As far as I can assess, in college these days, every aspect of Western culture/civilization is explained through every conceivable negative dynamic of race.
It is true that the initial movement for women's suffrage was extremely radical, in the vein of radical abolitionism, "free love," etc. However things changed when Black men were given the right to vote while women were not. After that woman's suffrage began to be pushed as a way to increase the white vote at the expense of the Black vote. For an example of this phenomenon, please see the case of Alma White, the self-proclaimed "bishop" of her own church.
There was also another conservative element to the later woman suffrage movement. This was from the perception that women are inherently more religious and more moral than men. The early women's rights groups were very conservative socially, blaming exclusive male rule for social sin and claiming that the country was really ruled from the taverns. Hence these people were anti-liquor, anti-prostitution, etc. (just as the early twentieth century KKK was). One of the oldest proto-"feminist" organizations in the country is the Woman's Christian Temperance Union (which is still around). It mixed a conservative and moralistic opposition to liquor with such "progressive" causes as women's rights and world peace. And the Prohibition Party (which is also still around in two separate organizations) mixed women's rights and other "progressive" positions with its own moralistic anti-liquor position.
Political ideology is a complex thing and some movements simply can't be understood in terms of contemporary ideology or alliances.
Thank you. I knew a little about the women’s temperance movement but did not realize it was aligned with the women’ suffrage movement. Very interesting insight.
It wasn't just aligned, it was coextensive with it. The two were the same.
Both the WCTU and the Prohibition Party were considered "progressive" in their day due to the stands they took on suffrage, labor, and world peace issues. Nowadays both organizations are considered "conservative" because of their social positions.
Yes, I get depressed when I am not thinking Biblically, but humanly. When I expect that the sweet times of early America should have kept going on forever, that I wish I could turn the clock back to little house on the prairie days (books not TV show :) ), or Mayberry RFD, small towns where children could run down to the drugstore for a soda without fear. Those were idealized, and of course they had big problems then, too, and not all people were true Christians, but I do remember feeling like our community was similar to that when I was very young.
But when I read the Bible, and especially Revelations, I get more in tune with reality and don’t feel so sad and frustrated, and expecting that golden time to come back, unless it is in God’s providence and mercy. I loved your last sentences, and of course that’s where I try to be most of the time. I can’t dwell on what’s lost but rest in the Lord’s peace and grace and try to glorify Him in obedience.
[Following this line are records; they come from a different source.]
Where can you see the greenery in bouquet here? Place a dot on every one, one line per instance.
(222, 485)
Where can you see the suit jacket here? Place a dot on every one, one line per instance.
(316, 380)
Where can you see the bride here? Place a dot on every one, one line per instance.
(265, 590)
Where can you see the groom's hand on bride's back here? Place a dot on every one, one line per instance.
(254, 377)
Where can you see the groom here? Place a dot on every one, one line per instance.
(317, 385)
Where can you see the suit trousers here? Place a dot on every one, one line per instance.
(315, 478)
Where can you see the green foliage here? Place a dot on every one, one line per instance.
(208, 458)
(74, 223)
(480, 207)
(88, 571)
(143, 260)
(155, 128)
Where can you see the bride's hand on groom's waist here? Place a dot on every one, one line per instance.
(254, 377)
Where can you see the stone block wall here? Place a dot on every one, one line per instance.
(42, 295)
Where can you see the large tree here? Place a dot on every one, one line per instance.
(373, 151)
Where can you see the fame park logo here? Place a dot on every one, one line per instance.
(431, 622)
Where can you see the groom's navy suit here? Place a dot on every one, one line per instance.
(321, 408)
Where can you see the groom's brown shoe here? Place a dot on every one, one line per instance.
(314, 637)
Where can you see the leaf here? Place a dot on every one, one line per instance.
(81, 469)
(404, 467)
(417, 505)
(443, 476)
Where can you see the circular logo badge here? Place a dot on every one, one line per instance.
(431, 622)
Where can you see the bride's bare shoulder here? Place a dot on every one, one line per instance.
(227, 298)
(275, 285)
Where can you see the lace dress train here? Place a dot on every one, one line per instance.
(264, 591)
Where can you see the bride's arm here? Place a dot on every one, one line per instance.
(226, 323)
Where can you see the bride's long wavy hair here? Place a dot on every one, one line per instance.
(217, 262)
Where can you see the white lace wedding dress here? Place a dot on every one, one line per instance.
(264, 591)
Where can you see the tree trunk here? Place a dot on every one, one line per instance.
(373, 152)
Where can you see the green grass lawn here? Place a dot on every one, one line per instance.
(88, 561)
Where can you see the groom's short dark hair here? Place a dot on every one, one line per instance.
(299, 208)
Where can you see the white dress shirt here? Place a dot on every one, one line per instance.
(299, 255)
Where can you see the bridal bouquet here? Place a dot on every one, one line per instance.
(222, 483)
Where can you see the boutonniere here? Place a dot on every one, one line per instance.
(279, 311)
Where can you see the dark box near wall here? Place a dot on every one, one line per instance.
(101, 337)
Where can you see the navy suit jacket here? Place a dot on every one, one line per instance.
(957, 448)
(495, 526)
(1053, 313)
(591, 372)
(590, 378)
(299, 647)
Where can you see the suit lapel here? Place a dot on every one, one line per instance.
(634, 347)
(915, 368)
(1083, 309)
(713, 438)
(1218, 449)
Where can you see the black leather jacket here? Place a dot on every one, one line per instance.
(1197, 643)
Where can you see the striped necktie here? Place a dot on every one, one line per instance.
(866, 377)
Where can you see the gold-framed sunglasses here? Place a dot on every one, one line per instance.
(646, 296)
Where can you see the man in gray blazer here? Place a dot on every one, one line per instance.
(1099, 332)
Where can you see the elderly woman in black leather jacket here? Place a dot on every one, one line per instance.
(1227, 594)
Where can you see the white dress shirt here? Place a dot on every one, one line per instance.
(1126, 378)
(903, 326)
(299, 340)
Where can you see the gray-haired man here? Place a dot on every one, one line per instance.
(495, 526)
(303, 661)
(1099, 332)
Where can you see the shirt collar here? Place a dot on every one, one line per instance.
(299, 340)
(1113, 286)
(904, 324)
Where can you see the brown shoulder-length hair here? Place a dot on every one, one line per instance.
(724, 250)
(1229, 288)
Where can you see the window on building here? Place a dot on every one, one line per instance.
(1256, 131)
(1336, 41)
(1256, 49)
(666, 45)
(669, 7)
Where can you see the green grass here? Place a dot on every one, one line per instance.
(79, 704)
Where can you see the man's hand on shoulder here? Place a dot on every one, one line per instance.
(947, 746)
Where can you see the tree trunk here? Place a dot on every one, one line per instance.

The Syrian conquest, capture and dispersion of Israel. That’s where it all started.
But I must trust the Lord in these last days, knowing that as his glory shines in us, the world gets darker (Isaiah 60:1-2). I know God wants to bless people - he certainly loves the world (John 3:16) - but he has much better and greater things in store for us and therefore at some point must make the necessary movers to "clear the decks" so to speak.
So my challenge has been to let go of America as the source of my security and happiness and rather embrace the Lord who is the source of all that has been good in America. As good as America has been and still is, God is so much better. This is God working on my heart away from trusting man to only trusting the Lord. So God is turning our hearts towards home. And in the meantime we fight and care for what's right, bless others, and let his light shine, but our eyes, as Jehoshaphat said, are on Him.
The Great War was a Cannae per week for over 200 weeks.